The land vanished. The sky vanished. There was only the crushing, cold weight of the deep. Ayaan felt the water enter his lungs, but it wasn't water—it was information. It was power he wasn't ready to hold.
The Sun-Peak: The Body of a Ghost
The Sage stood over Ayaan's physical body, his expression unreadable. He didn't reach out to help. He didn't perform CPR. He simply watched.
Ayaan's skin had turned a deathly shade of azure-blue, and his breath had stopped entirely. His pulse was gone. To any doctor in the city, he was medically dead—a tragedy of a missing student. But the Sage's eyes, sharpened by centuries of the path, could see the Drava (Fluid) current within the boy's chest.
It wasn't flowing in a circle anymore; it was spinning into a vortex, faster and faster, creating a spiritual vacuum that pulled at the very air around the peak.
"The Ocean of Souls," the Sage whispered, his hand hovering inches over Ayaan's heart. "The First Gate. If you drown there, kid, you don't come back. Not as a man, and not even as a ghost. You become part of the salt."
The City: The Golden Watcher
While Ayaan fought for his existence in the depths of a cosmic ocean, the city of noise and neon remained blissfully unaware.
Sunidhi walked through the front door of their small, cramped apartment. The smell of cheap incense and old books usually brought her comfort, but tonight, the air felt heavy. Her shoulders slumped with an exhaustion that went deeper than her shift at the boutique. She reached for the light switch but paused.
The gold pulse in her eyes, which had been a faint shimmer throughout the day, was now a steady, rhythmic throb. It was synchronized with a heartbeat that wasn't her own.
She walked to the bathroom mirror and gasped, dropping her keys.
It wasn't just a tint or a trick of the light anymore. Her irises were molten, glowing gold—a fierce, regal radiance that lit up the dark hallway. And more than the sight, it was the sensation. She felt cold. A bone-deep, wet chill was creeping up her spine.
"Ayaan?" she whispered, her hand trembling as she touched the cold glass of the mirror. "Where are you? Why are you so cold?"
She closed her eyes, and for a split second, she saw it: a flash of deep blue water and a boy sinking into the dark. Her breath hitched. She didn't know about Prana, but she knew her brother was dying.
At that same moment, three floors below, a black sedan with tinted windows pulled up across the street. Inside, Jack Rivers watched the glowing window of the apartment. He adjusted his silk tie, his fingers trembling slightly as he touched his throat—the spot where he had felt the crushing pressure of Sunidhi's gaze earlier that day.

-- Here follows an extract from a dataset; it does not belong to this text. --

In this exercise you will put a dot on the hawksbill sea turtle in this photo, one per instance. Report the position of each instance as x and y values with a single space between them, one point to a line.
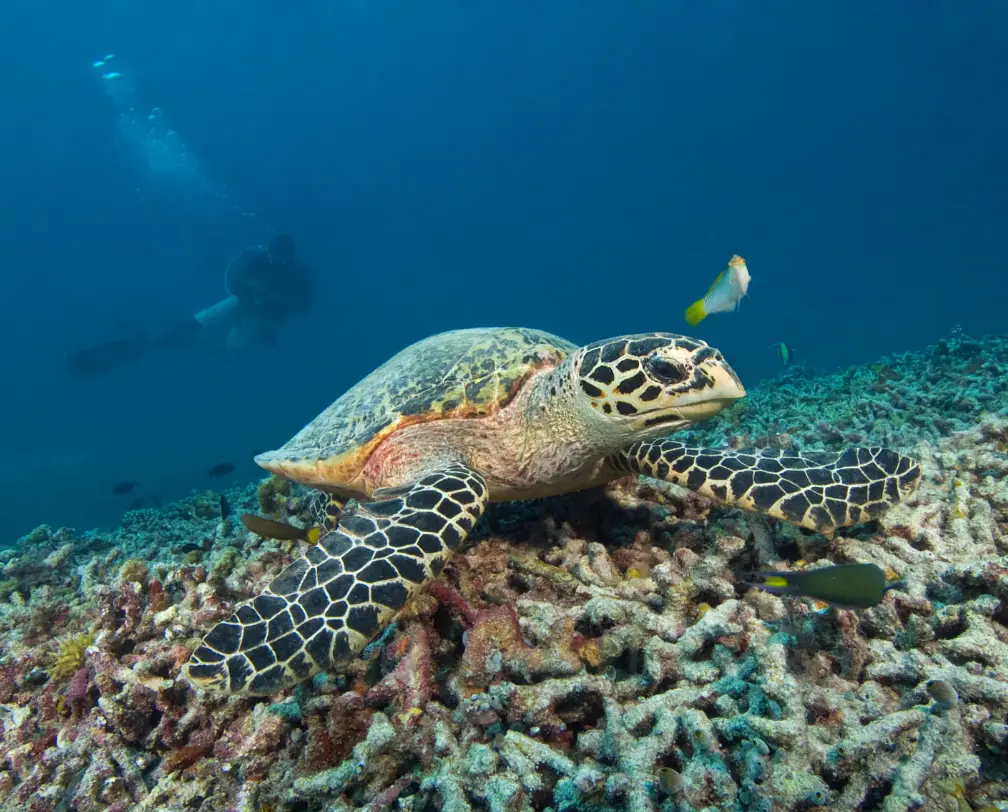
472 416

"That's the place?" Jack muttered to the man in the driver's seat, a scarred mercenary with "Vajra-Kaya" (Rank 2) stability.
"Yes, Mr. Rivers," the driver rasped. "The girl lives there with her brother, Ayaan. He's been missing for a week. No phone activity, no bank withdrawals. Just... gone."
Jack grinned, though his eyes remained fearful. "A missing brother? Perfect. That gives us leverage. I don't care what kind of 'lenses' she's wearing or what parlor tricks she used in that shop. No one makes a Rivers crawl. Find out where the boy is. If he's dead, find the body. If he's alive... bring him to me. Let's see how 'golden' her eyes stay when her brother is screaming."
The car pulled away into the shadows, a shark circling a reef.